Después de cinco años
volvieron las historias breves al cine argentino (política y devaluación
mediante, que atrasaron todo: la elección de estos diez cortos data del
2001). Y uno, como espectador atento a los directores argentinos que
prometedores en ediciones anteriores hoy ya son una realidad, se lanza al
cine a descubrir qué nuevos Martel o Burman o Hernández o Caetano o
Gugliotta, entre otros, están naciendo.
Si hay algo que
a primera vista resalta, y habrá que reconocerle al compilado de cortos que
conforman estas Historias breves IV, es la solidez que presentan los
aspectos técnicos. Ya no hay problemas de incomprensión derivados del eterno
mal del sonido que aquejó tanto, siempre, al cine nacional (es más, en ,
infierno grande –atención que el título empieza con la coma– hay una
búsqueda muy interesante que recuerda, de alguna manera, al trabajo con la
discursividad polifónica de Puig en la literatura), la música no es
intrusiva ni redundante sino que acompaña, y la fotografía, en muchos casos,
es el rubro que más se destaca.
Otro ítem a tener en cuenta es
abandono de los grandes nombres en los elencos, especie de padrinazgo y
amparo que las más de las veces termina siendo un lastre.
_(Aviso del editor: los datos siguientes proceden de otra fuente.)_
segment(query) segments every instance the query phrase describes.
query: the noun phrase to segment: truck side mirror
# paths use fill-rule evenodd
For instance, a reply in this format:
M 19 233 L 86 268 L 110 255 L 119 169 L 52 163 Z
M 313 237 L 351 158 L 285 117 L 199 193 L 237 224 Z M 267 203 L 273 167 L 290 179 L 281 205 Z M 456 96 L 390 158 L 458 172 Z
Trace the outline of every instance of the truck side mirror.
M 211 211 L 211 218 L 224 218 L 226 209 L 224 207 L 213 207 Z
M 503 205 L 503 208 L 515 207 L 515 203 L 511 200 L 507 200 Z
La prueba está en
los pocos conocidos que aparecen: Lito Cruz, Celina Font, Alicia Aller, Roly
Serrano y Juan Manuel Tenuta (muy bien en su papel). Así, la inscripción de
estos noveles directores en la línea a la que nos está acostumbrando el
nuevo cine argentino se torna clara. Pero a la vez queda en evidencia la
dificultad que los aqueja por el lado de la (casi nula) dirección actoral.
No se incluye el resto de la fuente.